Distributed Circuit Breakers in Event-Driven Architectures on AWS
Intro
I was working on a presentation about handling event failures in Event-Driven Architectures. At some point, I got into describing why a circuit breaker is needed. I realized that I used custom implementations based on Elasticache in my projects. When I started thinking about “lighter” ways of setting them, I realized there is no “off-the-shelve” mechanism for setting up circuit breakers in Serverless architectures. I did some research, and here are my thoughts on the topic.
Why is Serverless so special?
The Circuit Breaker is stateful. We have to check its state before invocation and has to track all requests. Why? Because we are not opening circuit breakers based on a single invocation but on the RATE of failures.
In some implementations also based on the rate of slow requests duration.
We must track the state in a single place instead of a distributed state among all lambda instances. Let’s get back to the beginning.
Why do we need a Circuit Breaker?
Scenario
Imagine event processing, where you take tasks from the queue, load data from a third party, and then do “something” with the data. Let’s say we are going to persist them on a DynamoDB table.
Everything fails
One day, our 3rd party may have one of those bad days and start to fail. At that point, it will be perfect, and everyone would appreciate it if we were respectful about using our 3rd party system; since we have noticed that it is under a lot of stress, we could stop sending them more and more requests. We could save money, resources, and the nerves of some members of the SRE team.
What can we do then? Backoff idea
The first idea that comes to mind is to apply the back-off strategy to our consumers. We could change the visibility timeout of received and failed messages. There are a few key things to remember here:
- setting the maximum delay time value,
- and applying jitter.
Assuming that we have received a message like the one below, we could do it using one simple call to ChangeMessageVisibility
API.
We have to extract ApproximateReceiveCount
which contains information about the amount of processing attempts of the message and calculates backoff with jitter based on it — e.g., like in the snippet below.
Next, we need to use the AWS SQS SDK to change the visibility timeout using the receiptHandle
of each record, as shown in the snippet below.
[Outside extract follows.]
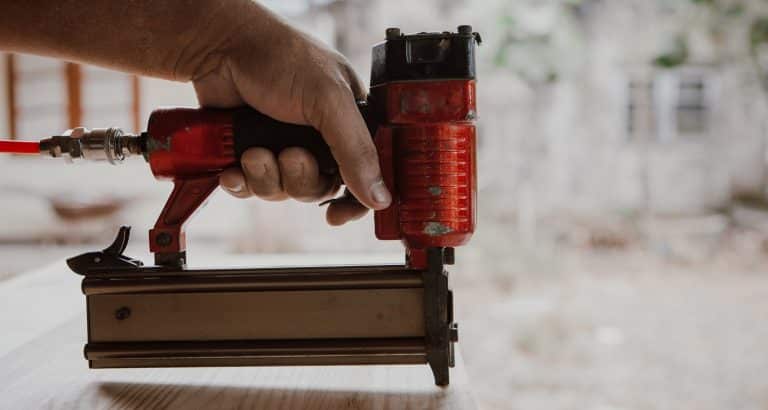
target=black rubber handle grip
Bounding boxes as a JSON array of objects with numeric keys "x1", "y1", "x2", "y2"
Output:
[{"x1": 232, "y1": 107, "x2": 339, "y2": 174}]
Remember to add IAM policy to your AWS Lambda function — e.g. thgrough SAM managed policy: SQSPollerPolicy
Results
Backoff will retry messages at extended intervals. Thanks to this, we are not always processing the same messages in the loop, but we can give our third-party system some breathing space in the hope that it will get better in the meantime. Also, we can save our dead letter queues in case of limited maximum retries.
We may be proud of ourselves and pat ourselves on the back, but we have changed… not much. In the case of severe outages, AWS will limit our SQS consumers invocations, but in the case of high throughput systems, we are still in the same situation from a 3rd party system perspective.
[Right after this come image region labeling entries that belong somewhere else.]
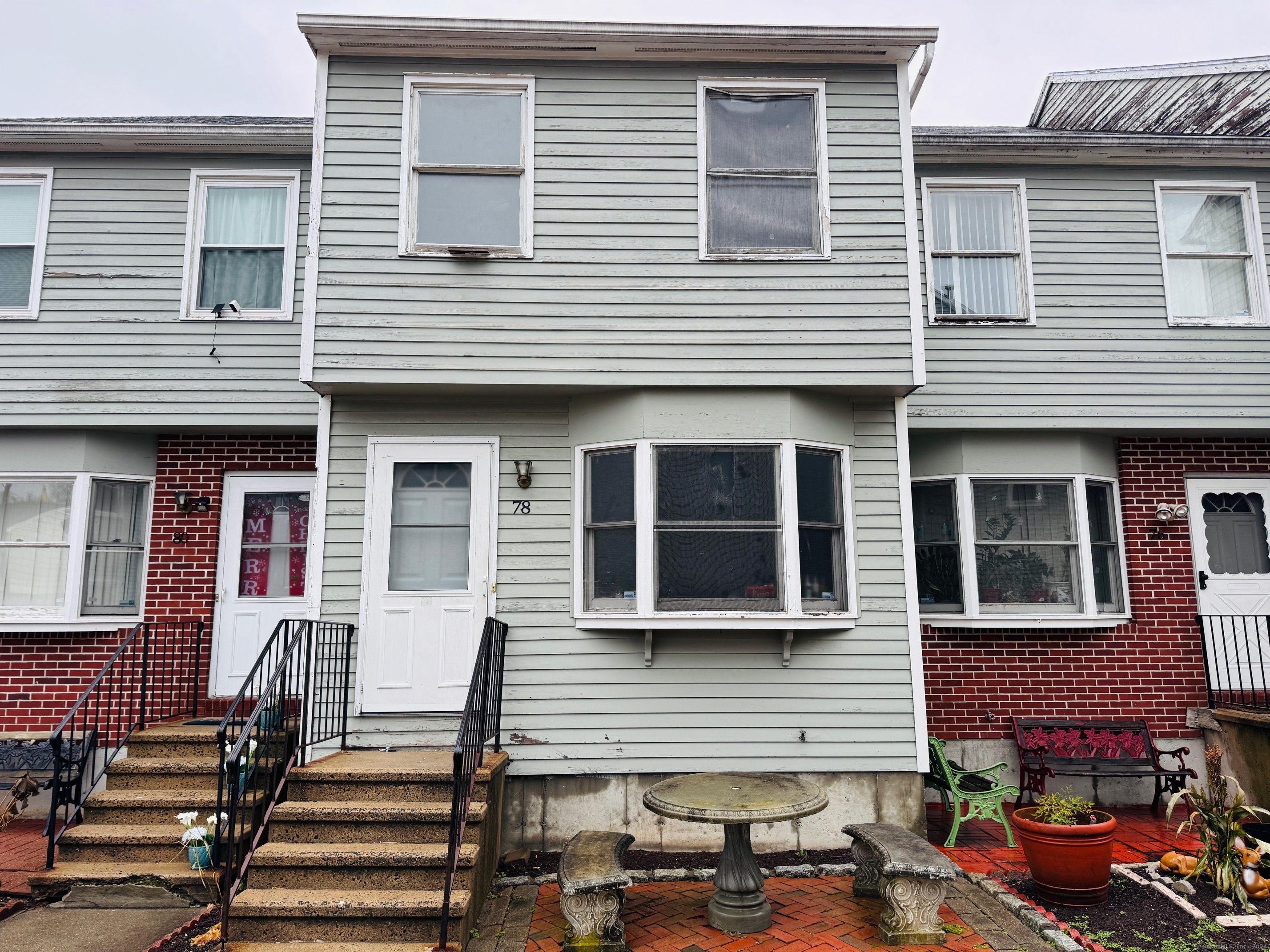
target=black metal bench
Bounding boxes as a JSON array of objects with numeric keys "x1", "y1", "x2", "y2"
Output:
[
  {"x1": 556, "y1": 830, "x2": 635, "y2": 952},
  {"x1": 1011, "y1": 717, "x2": 1198, "y2": 810}
]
What's even worse is that we're spending money for all these lambda invocations, and if our third party is down, the calls will be as slow as our timeout, which could cost us a lot. How can we prevent this from happening?
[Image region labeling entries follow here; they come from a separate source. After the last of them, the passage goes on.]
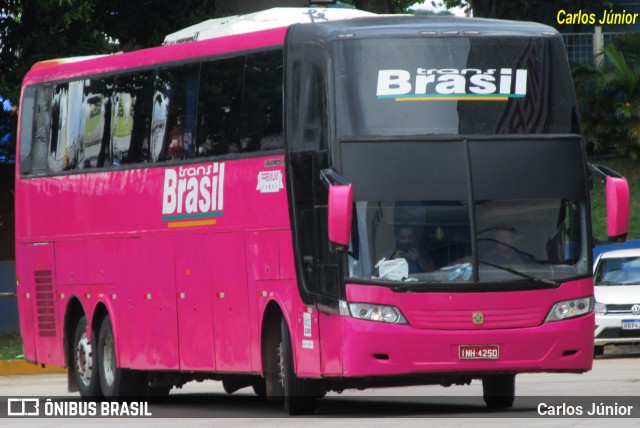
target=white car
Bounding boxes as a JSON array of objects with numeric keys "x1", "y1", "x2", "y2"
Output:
[{"x1": 593, "y1": 248, "x2": 640, "y2": 355}]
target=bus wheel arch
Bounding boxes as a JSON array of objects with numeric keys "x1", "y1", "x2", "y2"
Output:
[
  {"x1": 254, "y1": 302, "x2": 319, "y2": 415},
  {"x1": 97, "y1": 313, "x2": 141, "y2": 398},
  {"x1": 64, "y1": 298, "x2": 102, "y2": 397}
]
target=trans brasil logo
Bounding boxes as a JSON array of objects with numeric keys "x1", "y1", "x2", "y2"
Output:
[
  {"x1": 162, "y1": 162, "x2": 224, "y2": 228},
  {"x1": 376, "y1": 68, "x2": 527, "y2": 101}
]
Circuit Breaker comes into play
Circuit breakers work like circuit breakers in an electrical circuit. When they detect failure, they trip open, and no more requests are sent. We want to close the circuit when the third-party system is back online.
That reconnaissance is done in a half-open state when we are sending “scout” requests. Those requests are some small groups that check whether the system behind the circuit breaker is still down or not. In case the system is down, the circuit remains open; if it works again, we close the circuit and return to business as usual.
Please take a look at the animation below to understand it.
If you are still confused about the process, see the diagram below.
Serverless State of game
This is not a big problem on servers because you can use one of the circuit breaker implementations, and there you go. You store the state on your server locally. Of course, not all instances will be in sync, but that’s usually not a big problem. With serverless, it’s way different because we have tons of instances, and you can’t pass state between each of those small instances.
What are the key considerations here?
- Complexity of the solution
- Cost of solution as we have to:
- read the state before each operation
- persist the effect of the call after each operation
I was thinking about a solution that could easily work for most of us in Serverless space. I typically store the Circuit Breaker state in Elasticache. Why? Because it’s there, it’s blazing fast, and—apart from custom implementation—it's easy to use. On the other hand, I understand that not all serverless systems run in the VPC and under heavy load, although that “heavy load” part is the most interesting here.
So, let me go through implementations found on the internet and then into something I came up with.
General purpose Option: Jeremy Daly’s classic
Almost every article about circuit breakers refers to Jeremy Daly’s article… so here we go.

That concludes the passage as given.